GOP presidential candidates are set to face off in another debate Saturday evening in Greenville, South Carolina, one week ahead of the state’s “first in the South” Republican primary. The CBS-sponsored event is scheduled to take place at the Peace Center at 9 p.m. EST, and if it’s anything like the previous showdowns, it’s sure to be an entertaining night.

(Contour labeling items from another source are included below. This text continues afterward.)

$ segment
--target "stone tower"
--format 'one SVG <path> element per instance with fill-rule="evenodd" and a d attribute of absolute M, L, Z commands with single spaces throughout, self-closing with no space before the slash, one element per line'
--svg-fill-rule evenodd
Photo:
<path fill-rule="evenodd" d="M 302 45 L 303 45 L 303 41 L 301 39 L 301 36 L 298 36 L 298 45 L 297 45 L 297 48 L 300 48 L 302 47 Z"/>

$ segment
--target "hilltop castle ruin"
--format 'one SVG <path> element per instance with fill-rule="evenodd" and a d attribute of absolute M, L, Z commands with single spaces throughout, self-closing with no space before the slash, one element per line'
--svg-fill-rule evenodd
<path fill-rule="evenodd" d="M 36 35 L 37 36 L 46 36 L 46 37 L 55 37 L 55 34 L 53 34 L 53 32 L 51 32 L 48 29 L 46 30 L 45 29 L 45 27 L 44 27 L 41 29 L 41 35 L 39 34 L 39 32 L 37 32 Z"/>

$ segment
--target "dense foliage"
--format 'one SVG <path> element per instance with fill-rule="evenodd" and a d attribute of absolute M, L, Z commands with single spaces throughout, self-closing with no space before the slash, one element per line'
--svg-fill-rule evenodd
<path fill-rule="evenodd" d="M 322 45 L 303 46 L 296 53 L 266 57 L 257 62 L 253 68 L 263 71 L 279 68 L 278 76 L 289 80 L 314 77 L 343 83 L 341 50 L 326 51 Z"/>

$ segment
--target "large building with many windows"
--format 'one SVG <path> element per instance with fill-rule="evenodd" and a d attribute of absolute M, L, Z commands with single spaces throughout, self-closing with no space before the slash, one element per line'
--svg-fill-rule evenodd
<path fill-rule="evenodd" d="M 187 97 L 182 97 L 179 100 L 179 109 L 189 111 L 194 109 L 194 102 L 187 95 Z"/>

The most recent polls for South Carolina show business mogul Donald Trump still maintaining his lead. According to a CBS News/YouGov survey conducted from Jan. 17-21, 40 percent of likely Republican voters support Trump, while 21 percent would vote for Texas Sen. Ted Cruz and 13 percent for Florida Sen. Marco Rubio. Another 9 percent would vote for retired neurosurgeon Dr. Ben Carson, 8 percent for former Florida Gov. Jeb Bush and just 1 percent for New Jersey Gov. Chris Christie. The poll had a margin of error of plus or minus 5.3 percentage points.

FiveThirtyEight’s polls-plus forecast gave Trump a 57 percent chance of winning the South Carolina Republican primary, with Rubio at 18 percent, Cruz at 16 percent, Bush at 7 percent and Carson at 1 percent. The remaining candidate, Ohio Gov. John Kasich, has less than a 1 percent chance of winning. FiveThirtyEight's polls-only projection put Trump at 70 percent and Cruz at 17 percent.

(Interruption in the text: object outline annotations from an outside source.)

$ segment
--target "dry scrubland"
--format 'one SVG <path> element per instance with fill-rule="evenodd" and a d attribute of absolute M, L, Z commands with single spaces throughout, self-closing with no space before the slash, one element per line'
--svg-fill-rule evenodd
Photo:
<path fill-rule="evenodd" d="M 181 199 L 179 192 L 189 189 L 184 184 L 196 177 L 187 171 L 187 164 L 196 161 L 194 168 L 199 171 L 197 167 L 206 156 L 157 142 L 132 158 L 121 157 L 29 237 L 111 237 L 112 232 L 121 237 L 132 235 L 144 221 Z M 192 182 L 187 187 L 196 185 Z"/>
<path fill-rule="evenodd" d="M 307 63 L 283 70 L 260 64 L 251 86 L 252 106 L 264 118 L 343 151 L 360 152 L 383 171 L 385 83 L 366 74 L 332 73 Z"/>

With the key South Carolina primary just days away, Saturday’s Republican debate will undoubtedly be a crucial one. And if you’re not a fan of politics, this debate drinking game may change your mind. For those who are of age, pour yourself a drink and gather ‘round the TV with friends for the GOP showdown.

Everyone must pick a candidate (or two) and follow these rules adapted from Debate Drinking, Lions of Liberty and Sun Times National. Remember to drink responsibly and make sure players turn in their car keys for the night or have a designated driver.

Take a sip whenever your candidate:

  • Talks about his success in the polls
  • Condemns Obamacare
  • Says “Muslims”
  • Interrupts the moderator or another candidate
  • Mentions Hurricane Sandy
  • Criticizes Rubio’s opening statement
  • Insults another Republican candidate
  • Doesn’t answer the question

Take a sip whenever any candidate:

  • Brings up former President George W. Bush
  • Slams Democratic presidential front-runner Hillary Clinton
  • Calls Clinton’s rival, Bernie Sanders, a “socialist”
  • Says “ISIS,” “ISIL” or the “Islamic State group”
  • Mentions the South Carolina primary
  • Talks about the Guantanamo Bay detention camp
  • Discusses abortion
  • Says “eminent domain”

Finish your drink if:

  • Rubio mentions Obama in his opening statement, saying “he knows exactly what he’s doing”
  • Trump accuses Cruz of cheating in the Iowa caucus

Good luck and safe drinking to all. Remember to look for another International Business Times-sanctioned drinking game for the next Republican debate Feb. 25.